Yesterday, September 1, author, teacher, theologian and fierce lay person, Verna Dozier, died at the age of 88. Here are my initial reflections on someone who was and is a giant in my life.
Truly, Verna
To my knowledge Verna Dozier signed every note she ever sent with these words. They were her "Amen." My own experience of her was they came out of the very heart of her life, because she was always "Truly, Verna," nothing more and nothing less.
I first met Verna as a seminarian attending a conference on "Thinking Globally, Acting Locally," in the late 1980's. For one reason or another we hit it off, and, once I moved to her native Washington a year or so later, we struck up a friendship that became very important to me in my formative years as a priest. I say that because the one thing that was most important to me in our relationship is that the fierce lay person taught me much about priesthood. I know this is true for many. I suspect no lay person in the history of Christianity has preached at as many ordinations to the priesthood, mine included.

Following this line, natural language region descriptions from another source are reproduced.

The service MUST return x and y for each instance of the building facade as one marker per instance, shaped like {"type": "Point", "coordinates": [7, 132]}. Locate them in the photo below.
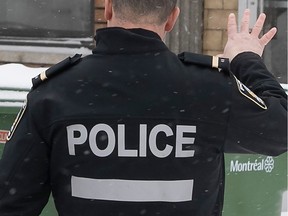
{"type": "Point", "coordinates": [44, 32]}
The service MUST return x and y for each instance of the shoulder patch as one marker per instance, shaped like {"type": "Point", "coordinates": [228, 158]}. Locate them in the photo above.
{"type": "Point", "coordinates": [52, 71]}
{"type": "Point", "coordinates": [223, 64]}
{"type": "Point", "coordinates": [245, 91]}
{"type": "Point", "coordinates": [17, 121]}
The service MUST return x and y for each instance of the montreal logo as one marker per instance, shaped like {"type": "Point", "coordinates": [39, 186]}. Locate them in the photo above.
{"type": "Point", "coordinates": [266, 164]}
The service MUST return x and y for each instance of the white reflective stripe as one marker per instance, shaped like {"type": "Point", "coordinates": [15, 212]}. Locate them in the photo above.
{"type": "Point", "coordinates": [132, 190]}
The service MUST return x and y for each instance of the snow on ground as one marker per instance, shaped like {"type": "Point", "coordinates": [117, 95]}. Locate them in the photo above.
{"type": "Point", "coordinates": [15, 82]}
{"type": "Point", "coordinates": [17, 76]}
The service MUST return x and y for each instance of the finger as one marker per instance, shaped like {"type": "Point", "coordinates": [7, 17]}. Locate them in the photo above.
{"type": "Point", "coordinates": [268, 36]}
{"type": "Point", "coordinates": [232, 25]}
{"type": "Point", "coordinates": [258, 25]}
{"type": "Point", "coordinates": [245, 21]}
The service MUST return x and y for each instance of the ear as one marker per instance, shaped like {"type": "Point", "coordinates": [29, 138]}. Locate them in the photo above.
{"type": "Point", "coordinates": [172, 19]}
{"type": "Point", "coordinates": [108, 10]}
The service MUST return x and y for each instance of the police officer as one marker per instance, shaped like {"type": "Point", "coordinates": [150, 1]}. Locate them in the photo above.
{"type": "Point", "coordinates": [133, 129]}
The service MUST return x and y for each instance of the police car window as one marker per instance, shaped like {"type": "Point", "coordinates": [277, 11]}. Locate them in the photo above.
{"type": "Point", "coordinates": [43, 19]}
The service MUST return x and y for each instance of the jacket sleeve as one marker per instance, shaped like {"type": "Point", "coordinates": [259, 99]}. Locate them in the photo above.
{"type": "Point", "coordinates": [258, 112]}
{"type": "Point", "coordinates": [24, 181]}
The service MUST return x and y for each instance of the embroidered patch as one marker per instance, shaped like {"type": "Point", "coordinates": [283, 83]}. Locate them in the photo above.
{"type": "Point", "coordinates": [244, 90]}
{"type": "Point", "coordinates": [17, 120]}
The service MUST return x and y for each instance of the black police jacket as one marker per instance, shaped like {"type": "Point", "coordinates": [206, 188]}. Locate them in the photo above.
{"type": "Point", "coordinates": [134, 129]}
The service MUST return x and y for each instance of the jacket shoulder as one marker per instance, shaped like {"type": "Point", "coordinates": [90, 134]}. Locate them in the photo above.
{"type": "Point", "coordinates": [55, 69]}
{"type": "Point", "coordinates": [189, 58]}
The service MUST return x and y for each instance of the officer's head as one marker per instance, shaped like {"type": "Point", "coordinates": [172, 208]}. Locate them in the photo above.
{"type": "Point", "coordinates": [160, 14]}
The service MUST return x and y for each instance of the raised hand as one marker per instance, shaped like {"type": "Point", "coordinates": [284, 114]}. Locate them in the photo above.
{"type": "Point", "coordinates": [244, 41]}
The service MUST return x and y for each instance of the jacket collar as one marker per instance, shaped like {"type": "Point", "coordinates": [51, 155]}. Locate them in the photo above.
{"type": "Point", "coordinates": [118, 40]}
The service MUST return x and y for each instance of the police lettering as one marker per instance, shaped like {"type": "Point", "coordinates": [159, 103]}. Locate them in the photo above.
{"type": "Point", "coordinates": [184, 137]}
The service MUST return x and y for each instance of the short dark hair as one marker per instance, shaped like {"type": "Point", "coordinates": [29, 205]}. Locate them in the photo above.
{"type": "Point", "coordinates": [134, 10]}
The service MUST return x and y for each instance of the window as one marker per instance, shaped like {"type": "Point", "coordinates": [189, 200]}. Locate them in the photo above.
{"type": "Point", "coordinates": [44, 22]}
{"type": "Point", "coordinates": [275, 55]}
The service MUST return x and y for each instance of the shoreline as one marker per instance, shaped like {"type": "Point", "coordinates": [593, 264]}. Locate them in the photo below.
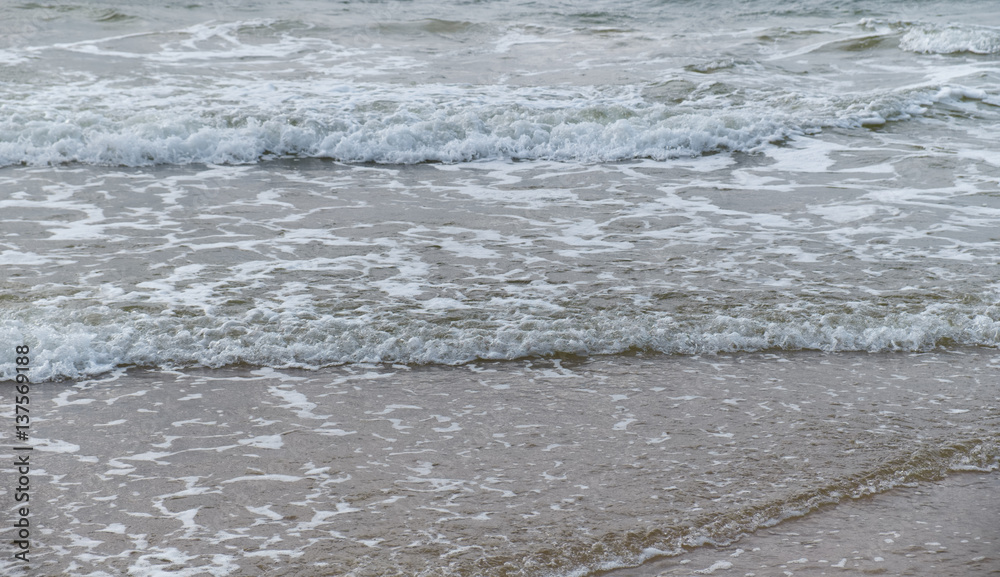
{"type": "Point", "coordinates": [534, 467]}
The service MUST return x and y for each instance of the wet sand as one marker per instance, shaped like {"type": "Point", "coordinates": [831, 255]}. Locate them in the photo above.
{"type": "Point", "coordinates": [542, 467]}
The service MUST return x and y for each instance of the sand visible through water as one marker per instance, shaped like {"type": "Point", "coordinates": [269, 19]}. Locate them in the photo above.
{"type": "Point", "coordinates": [536, 467]}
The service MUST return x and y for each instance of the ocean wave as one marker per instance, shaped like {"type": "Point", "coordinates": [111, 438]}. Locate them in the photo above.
{"type": "Point", "coordinates": [926, 38]}
{"type": "Point", "coordinates": [954, 39]}
{"type": "Point", "coordinates": [383, 124]}
{"type": "Point", "coordinates": [96, 340]}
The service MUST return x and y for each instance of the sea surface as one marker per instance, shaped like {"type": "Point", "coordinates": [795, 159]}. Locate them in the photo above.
{"type": "Point", "coordinates": [333, 189]}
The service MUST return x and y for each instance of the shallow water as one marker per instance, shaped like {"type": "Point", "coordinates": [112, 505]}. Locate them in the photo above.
{"type": "Point", "coordinates": [527, 468]}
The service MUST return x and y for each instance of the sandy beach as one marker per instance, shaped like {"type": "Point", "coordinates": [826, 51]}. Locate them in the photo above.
{"type": "Point", "coordinates": [540, 467]}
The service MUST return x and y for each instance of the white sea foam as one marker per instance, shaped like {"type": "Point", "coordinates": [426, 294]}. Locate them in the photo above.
{"type": "Point", "coordinates": [147, 341]}
{"type": "Point", "coordinates": [243, 123]}
{"type": "Point", "coordinates": [952, 39]}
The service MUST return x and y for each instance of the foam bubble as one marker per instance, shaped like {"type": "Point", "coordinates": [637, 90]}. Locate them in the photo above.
{"type": "Point", "coordinates": [952, 39]}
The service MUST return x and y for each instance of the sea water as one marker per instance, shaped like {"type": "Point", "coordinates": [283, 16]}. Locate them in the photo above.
{"type": "Point", "coordinates": [327, 186]}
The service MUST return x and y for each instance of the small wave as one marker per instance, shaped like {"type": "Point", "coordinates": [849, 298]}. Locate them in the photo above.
{"type": "Point", "coordinates": [383, 124]}
{"type": "Point", "coordinates": [955, 39]}
{"type": "Point", "coordinates": [97, 339]}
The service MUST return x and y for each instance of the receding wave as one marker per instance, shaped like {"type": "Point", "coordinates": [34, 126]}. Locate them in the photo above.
{"type": "Point", "coordinates": [928, 38]}
{"type": "Point", "coordinates": [356, 123]}
{"type": "Point", "coordinates": [951, 40]}
{"type": "Point", "coordinates": [96, 340]}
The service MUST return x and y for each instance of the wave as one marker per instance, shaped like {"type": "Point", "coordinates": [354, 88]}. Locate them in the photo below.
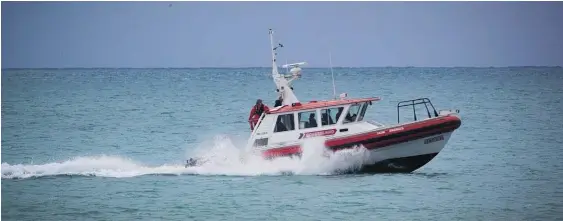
{"type": "Point", "coordinates": [223, 158]}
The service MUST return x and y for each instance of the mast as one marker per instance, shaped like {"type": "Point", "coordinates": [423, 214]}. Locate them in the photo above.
{"type": "Point", "coordinates": [279, 79]}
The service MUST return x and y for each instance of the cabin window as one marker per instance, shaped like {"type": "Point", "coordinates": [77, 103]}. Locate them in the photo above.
{"type": "Point", "coordinates": [261, 142]}
{"type": "Point", "coordinates": [307, 119]}
{"type": "Point", "coordinates": [363, 112]}
{"type": "Point", "coordinates": [285, 122]}
{"type": "Point", "coordinates": [352, 113]}
{"type": "Point", "coordinates": [331, 115]}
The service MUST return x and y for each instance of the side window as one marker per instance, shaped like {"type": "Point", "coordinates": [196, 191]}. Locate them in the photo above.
{"type": "Point", "coordinates": [285, 122]}
{"type": "Point", "coordinates": [307, 119]}
{"type": "Point", "coordinates": [330, 116]}
{"type": "Point", "coordinates": [352, 113]}
{"type": "Point", "coordinates": [363, 112]}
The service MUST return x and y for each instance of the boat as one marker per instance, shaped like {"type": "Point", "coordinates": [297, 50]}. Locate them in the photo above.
{"type": "Point", "coordinates": [398, 148]}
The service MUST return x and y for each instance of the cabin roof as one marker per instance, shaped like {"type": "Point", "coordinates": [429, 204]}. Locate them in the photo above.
{"type": "Point", "coordinates": [319, 104]}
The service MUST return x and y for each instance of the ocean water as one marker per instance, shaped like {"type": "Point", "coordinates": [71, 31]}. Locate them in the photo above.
{"type": "Point", "coordinates": [109, 144]}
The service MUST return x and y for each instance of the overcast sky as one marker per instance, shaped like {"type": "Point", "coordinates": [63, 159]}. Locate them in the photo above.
{"type": "Point", "coordinates": [235, 34]}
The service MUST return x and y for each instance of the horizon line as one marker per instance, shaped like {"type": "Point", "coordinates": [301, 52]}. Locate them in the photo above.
{"type": "Point", "coordinates": [312, 67]}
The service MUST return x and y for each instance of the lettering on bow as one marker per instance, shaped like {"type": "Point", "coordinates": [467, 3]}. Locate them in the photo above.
{"type": "Point", "coordinates": [317, 133]}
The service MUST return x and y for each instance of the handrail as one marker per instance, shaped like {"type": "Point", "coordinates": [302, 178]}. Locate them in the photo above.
{"type": "Point", "coordinates": [413, 103]}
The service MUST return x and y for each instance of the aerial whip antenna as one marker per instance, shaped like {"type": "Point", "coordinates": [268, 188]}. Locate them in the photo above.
{"type": "Point", "coordinates": [332, 73]}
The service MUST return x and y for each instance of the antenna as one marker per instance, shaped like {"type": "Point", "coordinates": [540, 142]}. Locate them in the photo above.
{"type": "Point", "coordinates": [333, 85]}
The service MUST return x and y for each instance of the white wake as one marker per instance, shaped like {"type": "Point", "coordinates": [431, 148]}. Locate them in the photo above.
{"type": "Point", "coordinates": [223, 158]}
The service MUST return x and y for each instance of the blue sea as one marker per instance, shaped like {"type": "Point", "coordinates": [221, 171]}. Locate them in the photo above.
{"type": "Point", "coordinates": [109, 144]}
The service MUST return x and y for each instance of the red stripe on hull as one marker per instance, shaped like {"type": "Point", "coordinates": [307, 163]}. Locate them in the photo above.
{"type": "Point", "coordinates": [376, 139]}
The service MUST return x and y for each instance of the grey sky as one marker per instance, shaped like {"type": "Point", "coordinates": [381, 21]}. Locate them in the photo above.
{"type": "Point", "coordinates": [235, 34]}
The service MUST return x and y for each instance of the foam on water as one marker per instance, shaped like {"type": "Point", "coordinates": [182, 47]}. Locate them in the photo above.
{"type": "Point", "coordinates": [223, 158]}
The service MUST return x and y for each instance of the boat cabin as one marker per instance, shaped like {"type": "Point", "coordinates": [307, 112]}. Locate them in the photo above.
{"type": "Point", "coordinates": [289, 124]}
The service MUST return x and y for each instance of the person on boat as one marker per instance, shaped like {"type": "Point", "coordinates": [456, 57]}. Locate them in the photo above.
{"type": "Point", "coordinates": [312, 121]}
{"type": "Point", "coordinates": [278, 101]}
{"type": "Point", "coordinates": [256, 112]}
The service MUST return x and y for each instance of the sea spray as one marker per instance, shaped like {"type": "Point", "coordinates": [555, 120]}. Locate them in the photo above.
{"type": "Point", "coordinates": [222, 157]}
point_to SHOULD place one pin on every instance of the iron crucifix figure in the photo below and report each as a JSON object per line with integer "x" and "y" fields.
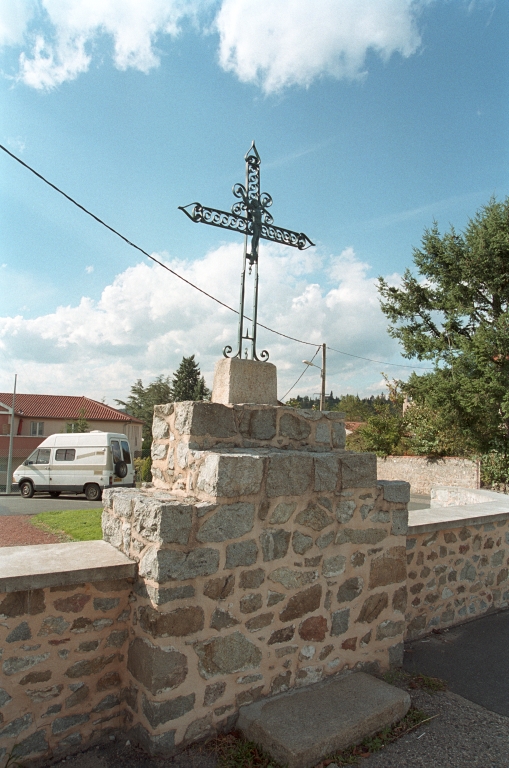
{"x": 251, "y": 217}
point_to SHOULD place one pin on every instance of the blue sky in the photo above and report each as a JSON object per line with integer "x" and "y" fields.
{"x": 372, "y": 119}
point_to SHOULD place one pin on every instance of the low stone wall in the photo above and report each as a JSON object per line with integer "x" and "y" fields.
{"x": 64, "y": 630}
{"x": 244, "y": 600}
{"x": 269, "y": 558}
{"x": 457, "y": 559}
{"x": 423, "y": 473}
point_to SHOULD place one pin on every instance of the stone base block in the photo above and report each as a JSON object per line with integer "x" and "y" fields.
{"x": 302, "y": 727}
{"x": 244, "y": 381}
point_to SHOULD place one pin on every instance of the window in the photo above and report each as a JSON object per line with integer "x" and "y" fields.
{"x": 65, "y": 454}
{"x": 42, "y": 456}
{"x": 126, "y": 452}
{"x": 115, "y": 447}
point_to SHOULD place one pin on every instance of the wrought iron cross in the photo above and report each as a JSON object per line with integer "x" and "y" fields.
{"x": 251, "y": 217}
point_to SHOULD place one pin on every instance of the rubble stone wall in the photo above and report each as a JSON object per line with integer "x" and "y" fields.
{"x": 269, "y": 558}
{"x": 457, "y": 566}
{"x": 422, "y": 473}
{"x": 63, "y": 654}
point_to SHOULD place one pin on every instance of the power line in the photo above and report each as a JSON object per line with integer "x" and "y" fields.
{"x": 141, "y": 250}
{"x": 180, "y": 277}
{"x": 380, "y": 362}
{"x": 302, "y": 374}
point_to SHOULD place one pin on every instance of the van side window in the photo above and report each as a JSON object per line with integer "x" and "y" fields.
{"x": 65, "y": 454}
{"x": 115, "y": 448}
{"x": 126, "y": 452}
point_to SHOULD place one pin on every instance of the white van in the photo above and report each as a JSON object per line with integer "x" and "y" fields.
{"x": 84, "y": 462}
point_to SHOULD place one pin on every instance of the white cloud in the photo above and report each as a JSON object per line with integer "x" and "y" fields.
{"x": 146, "y": 320}
{"x": 272, "y": 44}
{"x": 292, "y": 42}
{"x": 75, "y": 24}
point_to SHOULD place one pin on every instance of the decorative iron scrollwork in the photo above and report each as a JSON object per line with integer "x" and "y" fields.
{"x": 250, "y": 217}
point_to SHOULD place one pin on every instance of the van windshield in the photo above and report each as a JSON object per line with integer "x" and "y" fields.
{"x": 126, "y": 451}
{"x": 42, "y": 456}
{"x": 115, "y": 449}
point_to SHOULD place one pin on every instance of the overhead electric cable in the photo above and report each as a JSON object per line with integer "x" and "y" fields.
{"x": 180, "y": 277}
{"x": 133, "y": 245}
{"x": 302, "y": 374}
{"x": 379, "y": 362}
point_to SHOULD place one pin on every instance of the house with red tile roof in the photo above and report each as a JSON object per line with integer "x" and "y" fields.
{"x": 38, "y": 416}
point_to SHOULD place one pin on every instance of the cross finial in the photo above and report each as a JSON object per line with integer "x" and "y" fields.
{"x": 250, "y": 216}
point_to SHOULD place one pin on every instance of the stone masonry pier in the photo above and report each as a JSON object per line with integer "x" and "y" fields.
{"x": 269, "y": 559}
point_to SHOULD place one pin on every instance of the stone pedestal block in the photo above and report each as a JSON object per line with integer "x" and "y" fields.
{"x": 244, "y": 381}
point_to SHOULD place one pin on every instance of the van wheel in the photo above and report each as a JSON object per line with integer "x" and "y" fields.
{"x": 26, "y": 489}
{"x": 120, "y": 469}
{"x": 93, "y": 492}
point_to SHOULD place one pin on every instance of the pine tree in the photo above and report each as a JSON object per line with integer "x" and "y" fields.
{"x": 455, "y": 313}
{"x": 141, "y": 401}
{"x": 187, "y": 383}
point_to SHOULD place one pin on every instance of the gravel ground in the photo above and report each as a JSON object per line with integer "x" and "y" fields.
{"x": 17, "y": 531}
{"x": 462, "y": 735}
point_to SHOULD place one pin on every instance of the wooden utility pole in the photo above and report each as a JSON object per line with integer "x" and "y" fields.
{"x": 322, "y": 397}
{"x": 8, "y": 482}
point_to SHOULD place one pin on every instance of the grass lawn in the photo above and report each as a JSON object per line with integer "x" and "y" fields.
{"x": 71, "y": 524}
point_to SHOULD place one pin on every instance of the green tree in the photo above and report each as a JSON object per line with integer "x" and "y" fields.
{"x": 187, "y": 382}
{"x": 455, "y": 313}
{"x": 80, "y": 424}
{"x": 141, "y": 401}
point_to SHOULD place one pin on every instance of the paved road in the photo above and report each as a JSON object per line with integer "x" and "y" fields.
{"x": 472, "y": 659}
{"x": 16, "y": 505}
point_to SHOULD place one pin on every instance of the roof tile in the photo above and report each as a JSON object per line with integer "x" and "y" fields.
{"x": 65, "y": 407}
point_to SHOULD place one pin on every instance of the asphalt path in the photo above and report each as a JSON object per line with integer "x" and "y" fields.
{"x": 17, "y": 505}
{"x": 472, "y": 658}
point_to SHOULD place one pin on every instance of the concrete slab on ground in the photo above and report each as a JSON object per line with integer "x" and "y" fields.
{"x": 418, "y": 501}
{"x": 472, "y": 658}
{"x": 300, "y": 727}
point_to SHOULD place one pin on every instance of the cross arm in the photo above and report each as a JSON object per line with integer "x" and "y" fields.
{"x": 286, "y": 236}
{"x": 227, "y": 220}
{"x": 216, "y": 218}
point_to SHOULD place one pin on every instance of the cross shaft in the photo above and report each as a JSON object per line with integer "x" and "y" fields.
{"x": 250, "y": 217}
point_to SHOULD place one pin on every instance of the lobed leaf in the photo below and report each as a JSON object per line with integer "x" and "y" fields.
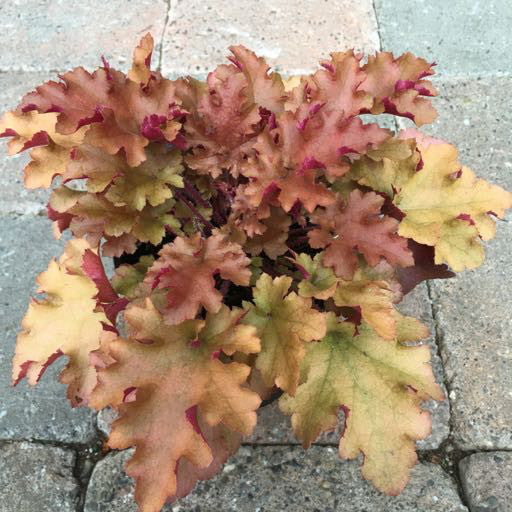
{"x": 179, "y": 367}
{"x": 379, "y": 385}
{"x": 284, "y": 322}
{"x": 445, "y": 206}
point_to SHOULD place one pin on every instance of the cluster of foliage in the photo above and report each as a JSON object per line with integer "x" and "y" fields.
{"x": 271, "y": 232}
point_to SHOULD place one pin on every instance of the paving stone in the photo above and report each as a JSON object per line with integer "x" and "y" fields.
{"x": 487, "y": 481}
{"x": 292, "y": 35}
{"x": 274, "y": 427}
{"x": 462, "y": 36}
{"x": 63, "y": 34}
{"x": 282, "y": 478}
{"x": 417, "y": 304}
{"x": 473, "y": 309}
{"x": 14, "y": 198}
{"x": 474, "y": 114}
{"x": 476, "y": 345}
{"x": 37, "y": 478}
{"x": 43, "y": 412}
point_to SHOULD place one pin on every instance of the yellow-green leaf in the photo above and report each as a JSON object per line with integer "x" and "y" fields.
{"x": 284, "y": 322}
{"x": 380, "y": 385}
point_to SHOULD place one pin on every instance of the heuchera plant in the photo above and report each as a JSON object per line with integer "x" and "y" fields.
{"x": 267, "y": 234}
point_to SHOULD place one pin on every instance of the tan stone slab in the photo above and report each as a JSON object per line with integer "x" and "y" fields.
{"x": 291, "y": 34}
{"x": 61, "y": 34}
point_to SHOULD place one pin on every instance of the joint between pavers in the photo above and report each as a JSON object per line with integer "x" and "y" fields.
{"x": 377, "y": 23}
{"x": 166, "y": 23}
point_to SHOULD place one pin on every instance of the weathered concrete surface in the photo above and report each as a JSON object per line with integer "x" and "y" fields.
{"x": 476, "y": 344}
{"x": 473, "y": 310}
{"x": 36, "y": 478}
{"x": 487, "y": 481}
{"x": 14, "y": 198}
{"x": 282, "y": 479}
{"x": 292, "y": 35}
{"x": 42, "y": 413}
{"x": 62, "y": 34}
{"x": 474, "y": 114}
{"x": 461, "y": 36}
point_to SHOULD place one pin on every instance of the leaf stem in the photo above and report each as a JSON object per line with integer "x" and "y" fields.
{"x": 195, "y": 211}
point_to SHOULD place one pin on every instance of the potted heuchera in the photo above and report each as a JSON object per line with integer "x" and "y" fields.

Looking back, "Truly, Verna," was probably attracted to me because I was so "truly, Michael." She was a prophet, so she valued honesty more than anything else. My sometimes brash honesty about being gay delighted her, most of the time, except when it worried her that I was being poitically foolish. Verna, it can be truly said, did not suffer fools gladly. She did not, in fact, suffer them at all. Even when they were her friends.
In fact, you knew Verna loved you the harder she was on you. But she was never harder on others than she was on herself. In the years we were closest through the 1990's she actually believed her ministry had had little impact at all, something from which I and others were constantly trying to dissuade her. In truth, she was suffering from at least some kind of depression, another bond we had. She often referred to me as "her gloomy Dane." And I was never more angry at anyone than when I arrived at her home one day to discover that she had thrown out every sermon and other piece of writing she had ever done. "Nobody's going to want to read that stuff," she said as I wept.
Among many things, I am grateful for the support I always felt from Verna in the struggle for full and equal membership for gay and lesbian persons in the church. Somehow it was because of that support, that I always knew I could live through the struggle, partially because of the struggle I knew she had been through as an African-American, a woman, and an uppity lay person.
I remember well the day her beloved sister Lois died in 1998. When I heard I rushed over to her apartment. She looked hard at me as I walked in the door and said nothing but, "He took the wrong one." Those of us who loved her were convinced that she was wrong (not that Lois had been the "right" one). She never was. 24 hours after her death, I can imagine she is still berating God for the mistake.
I would love to be a fly on the wall of heaven today for that reason and a couple of others. I once asked her what she would want to ask God when they finally met. "Do you have any regrets?" she said without having to think about it. And then there was the time I heard someone ask her if she believed in hell. "No" she said, with her typical honesty. "I think everyone goes to what we call 'heaven.' It's just that some of us aren;t going to like it there." She included herself, she said, because she was unsure she could live for eternity with some of the company she would have to keep.
Knowing Verna has been one of the joys of my life, a complex one, but she would have had it no other way. I have missed her for several years now since she became more and more incapacitated and isolated. I rejoice, however, that she's making her peace with God face to face, and I have no doubt that God has her work cut out for her.